Remarks by President Clinton Regarding Meeting Syrian President Assad
(March 29, 2000)
In late March, rumors circulated that secret talks could bring peace between Israel and Syria closer. President Mubarak also hinted that much. President Clinton announced on 20 March that he would meet with President Assad in Geneva on 26 March. But the meeting failed and President Clinton showed his disappointment when he said that Israel had made offers and was entitled to know Assad's response. The President's remarks in fact spelled the end of the Israel-Syrian track for the time being.
Question: Mr. President, you said that Assad's - that the ball is in Assad's court. Is that because you think that his insistence on the return of all Syrian land under occupation in exchange for peace lacks logic, or possibility?
President Clinton: It's because he now knows in great detail what the Israeli proposals were. And I believe, since they have made an effort to be specific and comprehensive, if we're going to make progress, they should now be able to know what his specific and comprehensive response is on all the issues.

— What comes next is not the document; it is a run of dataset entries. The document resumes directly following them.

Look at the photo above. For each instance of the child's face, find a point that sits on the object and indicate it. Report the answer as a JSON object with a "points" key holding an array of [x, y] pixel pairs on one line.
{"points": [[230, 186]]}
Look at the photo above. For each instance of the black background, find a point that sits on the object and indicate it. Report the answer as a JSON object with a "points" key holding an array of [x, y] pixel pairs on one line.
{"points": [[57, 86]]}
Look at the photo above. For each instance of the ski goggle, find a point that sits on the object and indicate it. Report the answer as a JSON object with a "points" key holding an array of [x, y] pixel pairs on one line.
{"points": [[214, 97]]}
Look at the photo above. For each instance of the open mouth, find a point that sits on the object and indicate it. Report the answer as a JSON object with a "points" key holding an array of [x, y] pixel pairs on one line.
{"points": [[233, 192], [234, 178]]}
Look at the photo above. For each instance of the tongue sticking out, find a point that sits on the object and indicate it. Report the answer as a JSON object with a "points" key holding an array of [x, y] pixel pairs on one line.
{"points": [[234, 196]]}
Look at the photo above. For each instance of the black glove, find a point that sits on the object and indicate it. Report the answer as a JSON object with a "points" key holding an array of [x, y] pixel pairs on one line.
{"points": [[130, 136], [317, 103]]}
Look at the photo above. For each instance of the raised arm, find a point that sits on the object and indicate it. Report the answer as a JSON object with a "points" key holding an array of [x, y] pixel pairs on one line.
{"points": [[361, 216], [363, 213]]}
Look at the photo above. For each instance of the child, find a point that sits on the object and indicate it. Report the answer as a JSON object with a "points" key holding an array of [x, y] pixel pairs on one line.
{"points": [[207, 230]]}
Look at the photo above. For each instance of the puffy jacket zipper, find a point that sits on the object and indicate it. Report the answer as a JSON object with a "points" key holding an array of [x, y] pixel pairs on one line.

There is more than one issue here. And if we're going to have a negotiation, I don't think it's enough to say, I don't like your position, come back and see me when I like your position. And I understand how strongly he feels about it, but if he disagrees with their territorial proposal, which is quite significant, then there should be some other proposal I think, coming from the Syrians about how their concerns could be handled. And that's what I meant by that. I did my best to try to just present what I thought the options were and if we're going to have a negotiation, it takes two people coming up with ideas - or three sides, in this case, if we are being asked to mediate it.
He, obviously, has the perfect right to take whatever position he believes is in Syria's interests and whatever he thinks is right, but if there is a genuine desire for peace here on both sides, and I believe there is, and if both sides face certain significant political constraints within their countries, and I believe they do, then they both need to come up with some ideas and start talking. I mean, the one thing there should be no doubt about is that there is a real effort being made here to resolve this. And I think it is clear that Prime Minister [Ehud] Barak would like to resolve it, and I think President Assad would like to resolve it. So once you know what the other side wants and you don't think you can do it, then you ought to come up with some alternative way of trying to respond to the underlying concerns that are behind the position. That's what I've suggested, and I hope that will happen. And meanwhile, the rest of us will keep working. I had a good talk with President [Hosni] Mubarak [of Egypt] yesterday about that, and I hope we can continue to more forward.